Dix amoureux de funk nigérian et de funk-jazz éthiopien, les membres de Budos Band font de la musique pour les bonnes raisons: parce qu'ils aiment ça. Et parce qu'ils ont le loisir de prendre des congés sans solde pour en faire.

« J'aimerais te dire que nous pouvons tous vivre de notre musique, enchaîne le saxophoniste. La plupart des membres doivent travailler le jour, malheureusement.» Tankel est avocat et manager d'artistes, certains ont accompagné Sharon Jones et les Dapkings, quelques autres sont enseignants dans des écoles du patelin. «On planifie nos horaires de tournées et d'enregistrement en fonction de leurs disponibilités, explique-t-il. Ces temps-ci, avec la tournée, c'est temporairement un job à temps plein, on apprécie encore plus faire de la musique!»

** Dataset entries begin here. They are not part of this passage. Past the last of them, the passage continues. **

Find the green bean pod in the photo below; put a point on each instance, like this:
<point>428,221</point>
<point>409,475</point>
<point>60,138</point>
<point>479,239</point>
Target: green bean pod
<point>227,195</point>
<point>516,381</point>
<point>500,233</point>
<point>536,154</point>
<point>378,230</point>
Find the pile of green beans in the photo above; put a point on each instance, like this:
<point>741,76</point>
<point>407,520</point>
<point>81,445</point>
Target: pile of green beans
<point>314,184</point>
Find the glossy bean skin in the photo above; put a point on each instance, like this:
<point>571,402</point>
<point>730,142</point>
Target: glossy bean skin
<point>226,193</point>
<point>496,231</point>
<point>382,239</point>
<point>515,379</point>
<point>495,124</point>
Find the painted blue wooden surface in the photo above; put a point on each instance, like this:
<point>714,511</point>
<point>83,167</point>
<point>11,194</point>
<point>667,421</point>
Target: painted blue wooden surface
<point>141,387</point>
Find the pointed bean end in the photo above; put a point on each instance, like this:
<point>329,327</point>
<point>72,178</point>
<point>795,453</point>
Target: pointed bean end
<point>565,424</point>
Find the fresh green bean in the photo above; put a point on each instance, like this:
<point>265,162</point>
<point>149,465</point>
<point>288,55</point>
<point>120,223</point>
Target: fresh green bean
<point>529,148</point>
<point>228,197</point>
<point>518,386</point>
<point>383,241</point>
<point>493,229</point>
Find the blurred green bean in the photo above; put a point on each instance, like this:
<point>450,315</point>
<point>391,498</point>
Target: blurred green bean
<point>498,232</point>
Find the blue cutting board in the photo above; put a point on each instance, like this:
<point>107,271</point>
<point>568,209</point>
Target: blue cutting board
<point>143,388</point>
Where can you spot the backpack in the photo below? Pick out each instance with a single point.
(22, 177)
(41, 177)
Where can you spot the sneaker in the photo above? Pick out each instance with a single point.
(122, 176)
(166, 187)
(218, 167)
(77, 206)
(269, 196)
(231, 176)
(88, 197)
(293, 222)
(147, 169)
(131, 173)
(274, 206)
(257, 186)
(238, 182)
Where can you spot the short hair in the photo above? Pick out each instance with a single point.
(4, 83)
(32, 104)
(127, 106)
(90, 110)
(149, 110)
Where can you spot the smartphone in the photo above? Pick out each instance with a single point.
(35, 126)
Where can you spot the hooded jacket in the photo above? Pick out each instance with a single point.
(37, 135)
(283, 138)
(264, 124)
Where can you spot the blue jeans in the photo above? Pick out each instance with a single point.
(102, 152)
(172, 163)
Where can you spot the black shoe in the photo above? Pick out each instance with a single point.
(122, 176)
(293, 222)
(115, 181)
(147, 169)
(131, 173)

Le jam band afrophile vient de lancer un troisième album pas piqué des vers, sobrement baptisé The Budos Band III, sur Daptone Records, le label de la chanteuse r&b Sharon Jones. Cet album confirme le virage stylistique effectué lors du précédent, c'est à dire un délaissement de l'afrobeat nigérian au profit des intrigantes harmonies et atmosphères du son jazz-funk éthiopien des années 70. Plus Mulatu Astatke que Fela Kuti, en résumé. Avec une touche de Morricone, disons, pour l'aspect «cinématographique» des ambiances.

«Du rock, aussi, insiste le musicien. On s'est éloigné du strict afrobeat en incorporant différentes influences, à commencer par le son Éthiopiques. Puis le soul et funk américain, le heavy rock, rock psychédélique - ce n'est peut-être pas si évident sur disque, mais ça ressort de plus en plus sur scène. Le dénominateur commun entre nous, c'est probablement le rock des années 70, qui transpire de la pesanteur de nos grooves en concert.»

Le dernier disque peut paraître envouté et teigneux, mais en spectacle, The Budos Band veut faire danser les foules, promet le musicien.

The Budos Band

Ce soir (00h30), au Club Lambi Avec The Youjsh (22h30) et The Sway Machinery (23h) en première partie.